While some of the changes we illustrated here were simple and so easily explained in a short phrase, for more complext changes, its best to provide a more complete message.  The convention, however, is to always have a short, terse first sentence, followed by a more verbose explanation of the details and rationale for the change. This keeps the high level details readable in the version log.  I can't count the number of times I've looked at the commit log from 2, 3, or 10 years prior and been so grateful for diligence of my past self and collaborators.

### Github web pages

You can enable Github pages to create a web presence for your project. 

- Go to your repository you just created
- Click on Settings
- Scroll down to GitHub pages
- Select Master branch
- Click on Save
(Do not choose a theme today. You have the option of choosing a theme later).
- It will create a GitHub page (e.g. https://jeffreyblanchard.github.io/jeffblanchard/)
- Copy the link to your GitHub page
- Go to the main page for your web (e.g. jeffblanchard) repository.
- In the `about section` add the url to your GitHub repo page

Under the settings tab enable Github pages.  It takes about 10 min for the web site to appear. The default web pages in the README.md file, but if you create and upload an index.html page this will be your new default. This provides a way to see the html files in your browser as you intended them to appear (not just the html code).  

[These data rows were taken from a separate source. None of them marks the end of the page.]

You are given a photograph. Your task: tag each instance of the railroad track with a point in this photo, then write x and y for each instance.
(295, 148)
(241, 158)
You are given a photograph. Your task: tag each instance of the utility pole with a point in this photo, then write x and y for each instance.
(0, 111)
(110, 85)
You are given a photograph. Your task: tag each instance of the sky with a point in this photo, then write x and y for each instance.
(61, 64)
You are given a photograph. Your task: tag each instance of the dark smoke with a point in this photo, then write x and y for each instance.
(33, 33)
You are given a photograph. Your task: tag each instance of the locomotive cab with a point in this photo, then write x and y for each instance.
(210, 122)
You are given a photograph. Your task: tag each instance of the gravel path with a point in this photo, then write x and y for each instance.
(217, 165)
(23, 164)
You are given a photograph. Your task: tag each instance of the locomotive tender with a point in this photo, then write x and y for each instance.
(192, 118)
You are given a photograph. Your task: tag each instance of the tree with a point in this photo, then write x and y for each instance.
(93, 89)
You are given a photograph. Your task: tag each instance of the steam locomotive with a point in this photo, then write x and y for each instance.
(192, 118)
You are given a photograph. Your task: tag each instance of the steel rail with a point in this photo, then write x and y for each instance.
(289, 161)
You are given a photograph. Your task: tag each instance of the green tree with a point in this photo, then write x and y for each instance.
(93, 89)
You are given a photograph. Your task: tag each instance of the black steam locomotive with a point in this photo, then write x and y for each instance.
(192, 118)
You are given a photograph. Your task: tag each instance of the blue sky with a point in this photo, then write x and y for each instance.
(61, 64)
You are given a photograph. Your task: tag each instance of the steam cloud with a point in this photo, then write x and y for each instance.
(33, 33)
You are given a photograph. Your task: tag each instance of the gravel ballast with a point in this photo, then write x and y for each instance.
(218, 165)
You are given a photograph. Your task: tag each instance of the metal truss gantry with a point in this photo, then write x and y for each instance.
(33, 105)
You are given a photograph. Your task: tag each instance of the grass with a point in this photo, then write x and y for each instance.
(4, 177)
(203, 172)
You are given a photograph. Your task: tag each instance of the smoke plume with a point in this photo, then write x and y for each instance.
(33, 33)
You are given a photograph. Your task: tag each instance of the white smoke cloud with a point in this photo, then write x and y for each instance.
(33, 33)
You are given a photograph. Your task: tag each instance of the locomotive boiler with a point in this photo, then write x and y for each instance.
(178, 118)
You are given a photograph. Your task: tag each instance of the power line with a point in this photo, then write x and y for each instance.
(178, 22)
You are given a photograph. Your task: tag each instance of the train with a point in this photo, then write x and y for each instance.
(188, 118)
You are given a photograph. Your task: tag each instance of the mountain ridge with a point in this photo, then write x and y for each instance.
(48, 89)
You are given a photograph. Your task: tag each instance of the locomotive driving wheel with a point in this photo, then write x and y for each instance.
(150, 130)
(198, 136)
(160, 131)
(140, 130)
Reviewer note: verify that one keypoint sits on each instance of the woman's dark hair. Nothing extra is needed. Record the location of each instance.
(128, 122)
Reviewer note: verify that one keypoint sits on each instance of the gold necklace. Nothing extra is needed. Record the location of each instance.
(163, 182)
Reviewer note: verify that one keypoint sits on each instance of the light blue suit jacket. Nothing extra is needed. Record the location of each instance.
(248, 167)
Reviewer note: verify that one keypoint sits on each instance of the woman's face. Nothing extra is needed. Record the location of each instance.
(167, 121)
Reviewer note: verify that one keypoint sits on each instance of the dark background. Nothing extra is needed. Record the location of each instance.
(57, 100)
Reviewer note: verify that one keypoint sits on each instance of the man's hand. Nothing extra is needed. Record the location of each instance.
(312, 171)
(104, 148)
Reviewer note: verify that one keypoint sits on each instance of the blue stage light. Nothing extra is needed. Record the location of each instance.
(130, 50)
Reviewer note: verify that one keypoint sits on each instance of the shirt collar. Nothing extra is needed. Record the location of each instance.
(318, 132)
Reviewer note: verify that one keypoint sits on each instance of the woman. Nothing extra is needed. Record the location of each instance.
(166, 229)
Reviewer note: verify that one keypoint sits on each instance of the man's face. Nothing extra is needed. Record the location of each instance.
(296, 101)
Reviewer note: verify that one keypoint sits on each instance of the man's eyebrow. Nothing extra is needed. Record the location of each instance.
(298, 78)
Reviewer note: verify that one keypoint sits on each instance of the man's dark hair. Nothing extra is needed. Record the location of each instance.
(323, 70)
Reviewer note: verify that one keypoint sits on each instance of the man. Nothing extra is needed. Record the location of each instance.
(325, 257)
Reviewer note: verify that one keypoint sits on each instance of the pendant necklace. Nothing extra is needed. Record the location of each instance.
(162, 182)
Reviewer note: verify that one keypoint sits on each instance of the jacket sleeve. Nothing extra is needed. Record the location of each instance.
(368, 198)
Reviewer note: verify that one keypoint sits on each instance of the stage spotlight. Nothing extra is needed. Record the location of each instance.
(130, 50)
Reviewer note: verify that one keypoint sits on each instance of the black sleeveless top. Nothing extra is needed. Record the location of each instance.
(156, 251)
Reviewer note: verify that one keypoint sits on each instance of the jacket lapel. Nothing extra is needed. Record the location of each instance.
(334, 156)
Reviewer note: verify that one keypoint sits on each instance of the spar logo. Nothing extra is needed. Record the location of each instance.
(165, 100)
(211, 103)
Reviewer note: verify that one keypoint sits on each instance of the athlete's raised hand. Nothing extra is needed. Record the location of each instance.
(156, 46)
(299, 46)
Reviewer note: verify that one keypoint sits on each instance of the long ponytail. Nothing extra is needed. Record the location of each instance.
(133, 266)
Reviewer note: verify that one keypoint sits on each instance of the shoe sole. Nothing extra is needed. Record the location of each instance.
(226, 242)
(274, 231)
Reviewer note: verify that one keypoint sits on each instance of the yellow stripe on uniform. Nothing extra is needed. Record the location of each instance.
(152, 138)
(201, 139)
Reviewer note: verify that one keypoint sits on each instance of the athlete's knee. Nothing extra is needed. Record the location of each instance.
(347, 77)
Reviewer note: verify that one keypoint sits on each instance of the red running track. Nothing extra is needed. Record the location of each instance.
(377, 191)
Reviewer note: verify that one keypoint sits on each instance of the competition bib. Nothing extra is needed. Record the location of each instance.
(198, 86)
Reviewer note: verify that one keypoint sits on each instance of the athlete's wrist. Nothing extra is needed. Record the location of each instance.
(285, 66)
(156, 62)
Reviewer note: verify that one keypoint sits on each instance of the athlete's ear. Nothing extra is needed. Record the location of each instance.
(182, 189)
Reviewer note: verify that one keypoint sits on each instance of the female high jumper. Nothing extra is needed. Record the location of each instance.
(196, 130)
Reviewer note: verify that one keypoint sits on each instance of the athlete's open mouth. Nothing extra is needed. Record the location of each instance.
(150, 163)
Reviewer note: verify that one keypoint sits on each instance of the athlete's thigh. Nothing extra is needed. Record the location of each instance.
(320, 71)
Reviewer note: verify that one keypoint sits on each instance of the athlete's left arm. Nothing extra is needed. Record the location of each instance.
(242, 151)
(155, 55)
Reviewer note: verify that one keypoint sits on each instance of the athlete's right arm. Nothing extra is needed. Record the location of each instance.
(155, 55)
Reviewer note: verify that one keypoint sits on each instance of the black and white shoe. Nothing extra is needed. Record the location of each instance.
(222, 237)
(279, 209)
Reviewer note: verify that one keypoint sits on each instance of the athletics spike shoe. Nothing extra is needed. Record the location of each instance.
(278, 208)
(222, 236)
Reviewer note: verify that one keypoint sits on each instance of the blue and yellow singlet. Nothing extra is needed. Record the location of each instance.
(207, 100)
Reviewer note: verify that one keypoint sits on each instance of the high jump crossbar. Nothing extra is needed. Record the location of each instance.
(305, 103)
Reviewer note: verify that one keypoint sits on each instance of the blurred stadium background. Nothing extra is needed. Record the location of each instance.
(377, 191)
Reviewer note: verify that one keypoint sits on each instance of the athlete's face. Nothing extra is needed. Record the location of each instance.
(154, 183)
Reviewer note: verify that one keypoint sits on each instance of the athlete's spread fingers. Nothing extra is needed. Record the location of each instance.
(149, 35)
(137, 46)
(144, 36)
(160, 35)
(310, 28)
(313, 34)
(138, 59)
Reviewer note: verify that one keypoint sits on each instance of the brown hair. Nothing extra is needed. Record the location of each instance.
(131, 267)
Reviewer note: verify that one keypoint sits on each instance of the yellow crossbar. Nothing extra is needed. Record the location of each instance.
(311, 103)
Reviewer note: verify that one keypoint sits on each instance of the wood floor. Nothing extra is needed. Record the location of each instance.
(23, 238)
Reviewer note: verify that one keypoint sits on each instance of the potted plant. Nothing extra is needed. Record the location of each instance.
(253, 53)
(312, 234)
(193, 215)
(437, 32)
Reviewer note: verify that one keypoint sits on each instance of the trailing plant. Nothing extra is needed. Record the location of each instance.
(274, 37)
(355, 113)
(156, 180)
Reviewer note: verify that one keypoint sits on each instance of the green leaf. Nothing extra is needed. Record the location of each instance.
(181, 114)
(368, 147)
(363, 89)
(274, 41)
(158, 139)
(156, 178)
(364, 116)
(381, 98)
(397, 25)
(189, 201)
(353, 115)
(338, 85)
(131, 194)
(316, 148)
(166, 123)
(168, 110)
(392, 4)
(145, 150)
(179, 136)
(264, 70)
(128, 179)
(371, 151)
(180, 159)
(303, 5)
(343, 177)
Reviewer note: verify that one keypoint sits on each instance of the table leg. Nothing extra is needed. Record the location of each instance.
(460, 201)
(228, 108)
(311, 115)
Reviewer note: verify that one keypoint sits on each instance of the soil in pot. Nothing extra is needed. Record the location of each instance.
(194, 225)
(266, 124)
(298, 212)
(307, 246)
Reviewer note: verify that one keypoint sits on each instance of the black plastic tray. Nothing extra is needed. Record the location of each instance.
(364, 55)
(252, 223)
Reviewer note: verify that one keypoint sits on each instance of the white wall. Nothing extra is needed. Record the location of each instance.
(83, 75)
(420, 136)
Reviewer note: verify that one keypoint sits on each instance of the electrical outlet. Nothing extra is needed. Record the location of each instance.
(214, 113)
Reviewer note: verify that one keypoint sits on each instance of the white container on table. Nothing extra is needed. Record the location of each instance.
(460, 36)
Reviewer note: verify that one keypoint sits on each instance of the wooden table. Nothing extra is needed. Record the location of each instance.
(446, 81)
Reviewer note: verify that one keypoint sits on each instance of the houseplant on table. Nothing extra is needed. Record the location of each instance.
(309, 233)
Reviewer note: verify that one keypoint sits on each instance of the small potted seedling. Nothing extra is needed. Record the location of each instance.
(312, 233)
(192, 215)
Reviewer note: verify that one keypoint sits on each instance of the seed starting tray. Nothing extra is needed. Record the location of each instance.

* Note: It is critical that you use a small `i` in  `index.html` and not a captial `I`


### Github project management

You can keep tract of ideas, todos and fixes by creating a wiki or using the Project

![Managing projects on Github](images/Project_Acidos.png)



### Collaboration and conflict free workflows (we walk talk more about this later in the class)

Up to now, we have been focused on using Git and GitHub for yourself, which is a great use. But equally powerful is to share a GitHib repository with other researchers so that you can work on code, analyses, and models together.  When working together, you will need to pay careful attention to the state of the remote repository to avoid and handle merge conflicts.  A *merge conflict* occurs when two collaborators make two separate commits that change the same lines of the same file.  When this happens, git can't merge the changes together automatically, and will give you back an error asking you to resolve the conflict. Don't be afraid of merge conflicts, they are pretty easy to handle.  and there are some 
[great](https://help.github.com/articles/resolving-a-merge-conflict-using-the-command-line/) [guides](https://stackoverflow.com/questions/161813/how-to-resolve-merge-conflicts-in-git).

That said, its truly painless if you can avoid merge conflicts in the first place. You can minimize conflicts by:

- Ensure that you pull down changes just before you commit
  + Ensures that you have the most recent changes
  + But you may have to fix your code if conflict would have occurred
- Coordinate with your collaborators on who is touching which files
  + You still need to comunicate to collaborate

### More with git

There's a lot we haven't covered in this brief tutorial.  There are some good longer tutorials that cover additional topics:

- Git Guides - https://github.com/git-guides/git-push
- Git cheatsheat - https://github.com/git-guides/git-push
- Git Learning Lab - https://lab.github.com/
- [Happy Git and Github for the useR](https://happygitwithr.com/)
- [Try Git](https://try.github.io) a great interactive tutorial
- Software Carpentry [Version Control with Git](http://swcarpentry.github.io/git-novice/)


### Example Github repositories and pages

- Nick Reich - https://github.com/nickreich
- Noelle Beckman - http://seedscape.github.io/BeckmanLab/Beckman.html
- Women In Soil Ecology - https://womeninsoilecology.github.io/
- Frank Alyward - https://github.com/faylward

## Exercises

You only need to turn in the link to your GitHub repository. In it should be your new course repo and a test file.